David Claerbout_The Woodcarver and the Forest_GalerieAnnet Gelink
Fig 3. Installation view David Claerbout, The Woodcarver and the Forest, 2026, courtesy Annet Gelink Gallery, Amsterdam, foto: Michel Claus

Idealiter kijkt je met twee types aandacht naar het werk, hoopt Claerbout. ‘Enerzijds is er de associatie met return to nature, de weldaad van het hout, het tactiele, het oliën, die ASMR-geluiden, maar anderzijds gaat het ook over de manier waarop zelfs het archetype van de kluizenaar gecommodificeerd is. Wie leeft er nou zo teruggetrokken in het bos met als enige doel de bomen om te zetten in producten?’

deally, Claerbout hopes, viewers approach the work with two kinds of attention. ‘On the one hand there is the association with a return to nature – the sensual pleasure of wood, the tactile quality, the oiling, those ASMR sounds – but on the other hand it is also about the way even the archetype of the hermit has been commodified. Who really lives so withdrawn in the forest with the sole aim of turning trees into products?’

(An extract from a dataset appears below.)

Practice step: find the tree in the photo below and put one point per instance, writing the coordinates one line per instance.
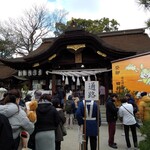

It recalls what philosopher Mark Fisher called ‘precorporation’ – capitalism’s tendency to incorporate forms of opposition in advance, before they can pose a threat to the consumer society. Claerbout adds that our eyes play only a minimal role in perception, and that people have forgotten how to perceive in other ways.

One might say that in The Woodcarver and the Forest those glitches – the woodcarver jolting awake, the loop in which a trapped bird flutters hopelessly among the branches, the failed spoons, and the moments when the reassuring ASMR sounds create friction – function as emergency exits from the system. Proof that human consciousness is capable of balancing on the fault lines between the analogue and the digital. Without friction, there is no movement.

The Woodcarver and the Forest by David Claerbout is on view at Galerie Annet Gelink in Amsterdam until 21 March.